“De ki: “Hak geldi, batıl yok oldu. Şüphesiz batıl, yok olmaya mahkûmdur.”(İsra .81)
Hak ve Batıl mücadelesi, insanlık için, bilyoruz ki kıyamete kadar devam edecek bir olgudur. Bugün milletçe yaşadığımız olaylar bu sürecin bir tezahürüdür. Batılı temsil eden güçler, dün olduğu gibi, başta Hıristiyan, Yahudi işbirliğinde ABD, Avrupa Birliği ve içimize sinmiş bu güçlerin uşaklarından meydana gelmiş. Hak tarafını temsil edenler ise Ülkemizdeki Osmanlı ruhunu temsil eden Mümin ve mücahit ruhlu güçler.
Ortadoğuyu parçalamak isteyen emperyalistlerin karşısına geçen Türkiye, maalesef Nato paktında yer alan ülkelerin destek verdiği terör gruplarınca güney sınırından “terör koridoru” ile ablukaya alınmaya çalışılmaktadır. Terör ateşiyle ülkemizi yakmak ve parçalamak üzere planlar yapılmış ve adımlar atılmıştır.
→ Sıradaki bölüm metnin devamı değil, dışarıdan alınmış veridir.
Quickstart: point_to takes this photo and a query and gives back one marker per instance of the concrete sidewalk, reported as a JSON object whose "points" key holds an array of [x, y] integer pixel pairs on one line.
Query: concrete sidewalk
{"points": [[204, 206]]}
Devleti ve milletiyle dünya barışına büyük katkı sağlayan Türkiye, sınır güvenliğini sağlamak için tüm diplomatik süreçleri işletmiş, üyesi olduğu uluslararası güvenlik örgütlerini teröre karşı birlikte hareket etmeye davet etmiş ve sınır güvenliğinin tehlikede olduğunu tüm dünyaya ilan etmiştir. Bu çabalardan bir sonuç alınamamıştır. Dost bildiğimiz ülkeler ve kuruluşlar bizi terör örgütleri ile başbaşa bırakmışlar, hatta terör örgütlerine, bayraklarını kullanma hakkı bile vermişlerdir.